Gatalica also translates from Ancient Greek and has published translations of Aeschylus’ ‘Prometheus Bound’, Sophocle’s ‘King Oedipus’ and, for the first time into Serbian, the following Euripides’ plays: ‘Alcestis’, ‘Iphigenia at Aulis and Bacchae’, as well as the last play by Sophocles, ‘Oedipus at Colonus’.
Aleksandar Gatalica has also been active as a music critic and writer. He has written music criticism for several radio programs, and daily newspapers. In his capacity as a music writer he has published six books; among them: ‘Rubinstein versus Horowitz’ (Rubinštajn protiv Horovica) in 1999, and ‘The Golden Age of Pianism’ (Zlatno doba pijanizma) in 2002.
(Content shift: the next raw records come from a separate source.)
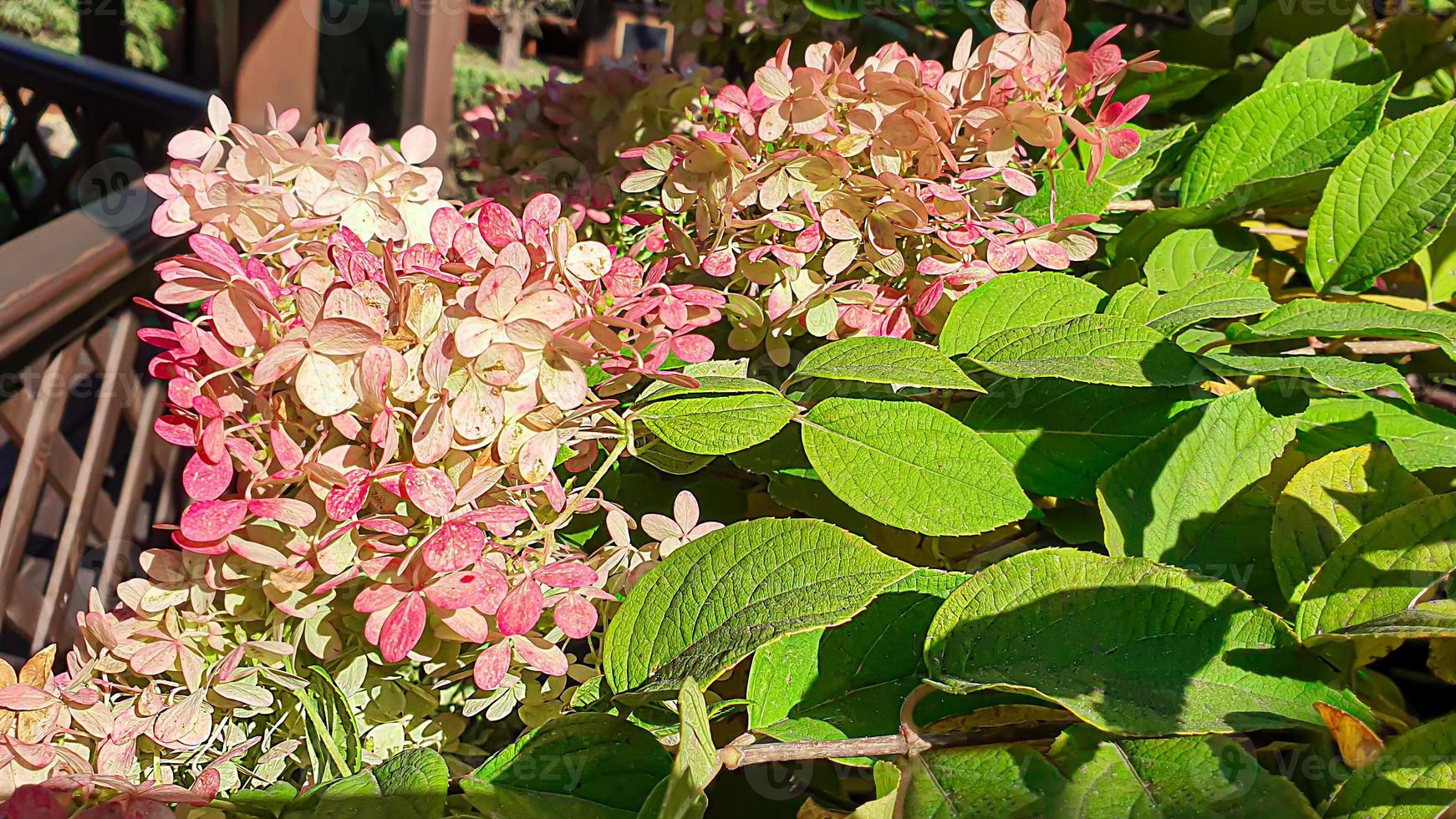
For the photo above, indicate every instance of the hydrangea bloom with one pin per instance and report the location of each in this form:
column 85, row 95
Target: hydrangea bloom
column 837, row 198
column 378, row 389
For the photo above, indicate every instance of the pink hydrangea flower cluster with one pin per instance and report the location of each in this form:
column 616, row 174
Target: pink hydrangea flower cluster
column 837, row 198
column 378, row 389
column 389, row 415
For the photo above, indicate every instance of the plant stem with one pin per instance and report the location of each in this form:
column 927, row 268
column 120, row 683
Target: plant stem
column 890, row 745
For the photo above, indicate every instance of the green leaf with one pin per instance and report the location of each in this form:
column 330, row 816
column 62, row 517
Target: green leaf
column 1382, row 566
column 264, row 801
column 1155, row 149
column 1202, row 251
column 1128, row 644
column 731, row 591
column 673, row 460
column 1075, row 196
column 1061, row 435
column 1436, row 618
column 710, row 383
column 912, row 465
column 695, row 764
column 1146, row 231
column 835, row 9
column 1010, row 781
column 1175, row 498
column 1337, row 319
column 1438, row 263
column 721, row 416
column 801, row 489
column 411, row 785
column 329, row 729
column 1185, row 776
column 1332, row 371
column 1389, row 198
column 1281, row 131
column 1328, row 501
column 1210, row 296
column 1420, row 437
column 849, row 681
column 1168, row 88
column 1016, row 300
column 1095, row 349
column 1414, row 777
column 583, row 766
column 1336, row 56
column 881, row 359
He is editor of numerous anthologies in Serbian and other languages and his own stories are represented in more than twenty anthologies of Serbian short stories, which have been translated into a number of languages. He is also a regular contributor to numerous foreign magazines and writes entries on contemporary Serbian literature in several foreign encyclopaedias.
Aleksandar Gatalica is married and has one child. He lives in Belgrade, Serbia.
More on www.gatalica.com
THE TRANSLATOR
Will Firth was born in 1965 in Newcastle, Australia. He studied German and Slavic languages in Canberra, Zagreb and Moscow. Since 1991 he has been living in Berlin, Germany, where he works as a freelance translator of literature and the humanities. He translates from Russian, Macedonian, and all variants of Serbo-Croat. His website is www.willfirth.de.